尤其是鬼畫這種頂尖的靈異還掌控在一個女人的手中。
至於幹掉何月蓮什麼的
以總部目前的情況來看,卻也實在是經不起折騰了。
鬼畫一旦再次失控,還得加上乾屍新娘這種東西,到時候用S級別再去定義也不合適,或許說是SS級靈異事件更合適一些。
這樣一來,又有哪個隊長願意去處理這樣的靈異事件?
隊長也是人,尤其是涉及到了頂尖靈異,誰又會願意去招惹。
就好比張羨光,假如不是他的計劃干涉到了所有人的安危,如果他不這樣做的話,他的死活隊長一點都不會關心。
“那你想怎麼做?殺了他?”
蘇遠略微戲謔的看着楊間:“真要動手的話,現在是個機會,或者等我出來後,我來吃了她!這樣一來,鬼畫就不會再失控了。”

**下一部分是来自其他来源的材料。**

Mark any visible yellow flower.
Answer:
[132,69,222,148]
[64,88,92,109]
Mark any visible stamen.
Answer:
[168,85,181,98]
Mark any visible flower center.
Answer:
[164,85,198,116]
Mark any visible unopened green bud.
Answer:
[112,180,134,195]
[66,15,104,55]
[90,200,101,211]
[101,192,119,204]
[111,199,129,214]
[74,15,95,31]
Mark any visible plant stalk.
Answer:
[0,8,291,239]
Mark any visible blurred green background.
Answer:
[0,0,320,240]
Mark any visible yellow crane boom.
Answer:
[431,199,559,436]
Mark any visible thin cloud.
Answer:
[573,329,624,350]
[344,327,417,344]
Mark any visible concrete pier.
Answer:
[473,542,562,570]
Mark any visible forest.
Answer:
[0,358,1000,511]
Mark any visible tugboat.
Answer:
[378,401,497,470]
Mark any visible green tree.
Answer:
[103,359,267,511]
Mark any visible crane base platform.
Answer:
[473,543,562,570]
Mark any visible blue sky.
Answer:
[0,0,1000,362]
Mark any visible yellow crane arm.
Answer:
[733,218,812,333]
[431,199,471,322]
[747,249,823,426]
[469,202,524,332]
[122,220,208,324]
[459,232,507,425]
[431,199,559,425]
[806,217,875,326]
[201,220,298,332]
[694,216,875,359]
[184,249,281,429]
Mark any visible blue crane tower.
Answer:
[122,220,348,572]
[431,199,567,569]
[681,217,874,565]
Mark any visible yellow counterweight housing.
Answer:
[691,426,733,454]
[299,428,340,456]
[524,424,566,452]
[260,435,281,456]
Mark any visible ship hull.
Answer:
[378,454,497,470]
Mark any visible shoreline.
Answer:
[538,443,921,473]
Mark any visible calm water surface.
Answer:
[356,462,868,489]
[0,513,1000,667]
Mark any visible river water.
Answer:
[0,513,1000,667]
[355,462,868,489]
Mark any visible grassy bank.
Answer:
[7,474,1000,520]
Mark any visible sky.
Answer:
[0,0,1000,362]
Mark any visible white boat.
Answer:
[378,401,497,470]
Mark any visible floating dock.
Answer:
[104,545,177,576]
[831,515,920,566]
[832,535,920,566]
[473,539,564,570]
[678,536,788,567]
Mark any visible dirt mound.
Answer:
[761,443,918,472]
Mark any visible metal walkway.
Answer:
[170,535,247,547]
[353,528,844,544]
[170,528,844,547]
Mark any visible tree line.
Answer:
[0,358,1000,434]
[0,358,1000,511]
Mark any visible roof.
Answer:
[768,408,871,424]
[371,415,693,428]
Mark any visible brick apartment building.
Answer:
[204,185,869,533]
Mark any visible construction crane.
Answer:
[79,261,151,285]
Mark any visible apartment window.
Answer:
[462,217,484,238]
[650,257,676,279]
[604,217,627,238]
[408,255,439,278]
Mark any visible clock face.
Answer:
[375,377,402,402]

然而聽到蘇遠的建議,楊間反倒是沉默了,神色略微有些陰晴不定。
片刻後,他才緩緩說道:“算了,何月蓮的事情我會來處理,你不要去管,這件事情出了問題我也會負責,倒是你,如果可以的話,儘快出來吧,現在的局勢,你的力量缺一不可。”
那你可太看得起我了!
你纔是大腿好不.
聽到這話,蘇遠反倒是有些無語了。
可眼看着楊間就要離開,蘇遠急忙說道:“額你這麼快就要走了?不多陪我聊聊?”
楊間停下腳步,回頭看了蘇遠一眼:“你覺得我很閒?”
“.好吧,再不濟,你給我拉一根網線進來也成啊,讓我打打遊戲什麼的”
楊間道:“你別胡扯,棺材裡有靈異力量,能干擾信號,即便是信號正常,一臺電腦丟進來也會被靈異侵蝕變的破舊不堪,根本不可能運行。”
“那你讓人用黃金製作一臺電腦不就行了?”
“.你自己去跟孫瑞溝通吧,會有人滿足你的要求。”
說完,楊間頭也不回的離開了。
“還真走了.”
ωwш⊕тт κan⊕¢ Ο
等過了一會兒,房間裡再也沒有其他的動靜之後,蘇遠低咕了一聲,隨後也閉上了眼睛,看着好似在沉睡。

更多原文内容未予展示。